On December 27, Mohammad-Reza Rahimi, Iran’s first vice president, warned that, “If they [Western Powers] impose sanctions on Iran’s oil exports, then even one drop of oil cannot flow from the Strait of Hormuz.” The following day, Iranian naval commander Rear Admiral Habibollah Sayyari stated that, “Iran has total control over the strategic waterway…Closing the Strait of Hormuz is very easy for Iranian naval forces.”
About one-fifth of the world’s oil production, or some two-fifths of the world’s tanker-borne oil, traverse the Strait, amounting to about 15 million barrels per day. Western officials have therefore kept a wary eye on Iranian warships as well as various units of the Iranian Revolutionary Guards Corps (IRGC) that have been engaging in maritime exercises in the Persian Gulf in a 2,000 square-kilometer zone in international waters between the Strait of Hormuz and the Gulf of Oman. These exercises, code named Velayat 90, began on December 24 and are scheduled to last about 10 days. Iran regularly holds such exercises, but the timing of these drills has attracted more international attention than usual.

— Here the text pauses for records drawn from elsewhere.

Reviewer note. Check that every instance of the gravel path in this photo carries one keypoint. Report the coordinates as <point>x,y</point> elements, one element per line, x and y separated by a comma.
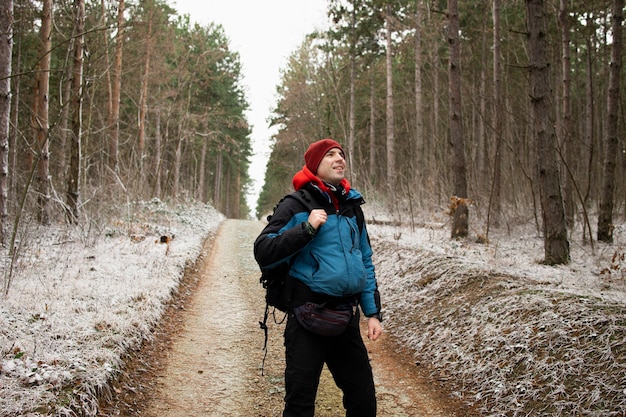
<point>207,358</point>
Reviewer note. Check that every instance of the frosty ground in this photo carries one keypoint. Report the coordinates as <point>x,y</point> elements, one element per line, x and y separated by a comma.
<point>503,331</point>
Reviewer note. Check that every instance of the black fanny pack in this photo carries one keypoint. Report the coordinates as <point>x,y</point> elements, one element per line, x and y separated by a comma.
<point>322,320</point>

Indeed, tensions were heightened still further when Iran this weekend tested medium-range missiles capable of hitting Bahrain and other Gulf states with U.S. military bases, including a Qader (Capable) shore-to-sea and a Nour (Light) surface-to-surface missile. Iran is located some 140 miles at its nearest point from Bahrain, and Sayyari was quick to suggest that the missile firings and other capabilities displayed during the exercise demonstrated that the Iranian military had the ability to close the Strait if so ordered.
So, are Iranian officials serious? For now at least they probably wouldn’t carry out such a threat, and are more likely trying simply to deter additional sanctions by highlighting the specter of a military confrontation, which would raise insurance costs to shippers even if their vessels weren’t physically attacked. The threats are a reminder to the world that Tehran might not react passively to additional sanctions, and the Iranians might well hope that Russia and China will press the EU and Japan to avoid adopting new sanctions on Iran’s oil exports. Making threats is also useful to Tehran as it can raise world oil prices and therefore generate some extra Iranian export revenue.

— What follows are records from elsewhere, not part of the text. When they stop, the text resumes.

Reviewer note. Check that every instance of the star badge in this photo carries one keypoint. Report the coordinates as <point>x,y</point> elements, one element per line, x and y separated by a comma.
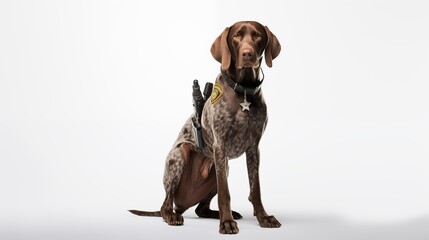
<point>245,105</point>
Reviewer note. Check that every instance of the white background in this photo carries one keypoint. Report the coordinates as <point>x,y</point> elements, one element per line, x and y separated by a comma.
<point>93,94</point>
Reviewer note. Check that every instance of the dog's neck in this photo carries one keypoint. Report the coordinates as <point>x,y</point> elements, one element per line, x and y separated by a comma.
<point>247,83</point>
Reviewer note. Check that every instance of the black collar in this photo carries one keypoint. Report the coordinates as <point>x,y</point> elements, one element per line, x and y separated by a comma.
<point>240,88</point>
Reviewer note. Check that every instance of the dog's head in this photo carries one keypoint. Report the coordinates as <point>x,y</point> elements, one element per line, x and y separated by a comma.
<point>242,45</point>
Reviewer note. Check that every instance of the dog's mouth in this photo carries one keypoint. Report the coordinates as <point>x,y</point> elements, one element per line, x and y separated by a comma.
<point>249,65</point>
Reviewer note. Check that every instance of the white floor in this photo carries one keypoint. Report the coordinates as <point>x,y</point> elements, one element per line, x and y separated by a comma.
<point>295,226</point>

And there are domestic considerations – Iranian leaders might be hoping to show their people how tough they are in defending Iranian interests from foreign challenges. Certainly, making threats is less costly than taking concrete action such as attacking foreign targets in other Gulf States or Israel.
Still, the alleged plot to assassinate the Saudi Arabian Ambassador to Washington is a reminder that when it comes to Iran, nothing is certain. Some Iranians appear to be simply crazy, rather than “crazy like a fox.” There’s also the risk of inadvertent conflict through misperception or accident due to the increased military activities by U.S. and Iranian forces in close proximity in the Persian Gulf. After all, the Strait is about 34 miles wide at the narrowest point, but the navigable part is only some 20 miles wide.
All this comes at a time when tensions between Iran and the West had already escalated after the International Atomic Energy Agency issued a report apparently detailing reported Iranian bomb-making activities. More recently, Iran has detained and tried Americans as spies and has refused to return a U.S. surveillance drone. U.S. officials and experts also worry that Iran will try to move into the vacuum created by the U.S. military withdrawal from Iraq.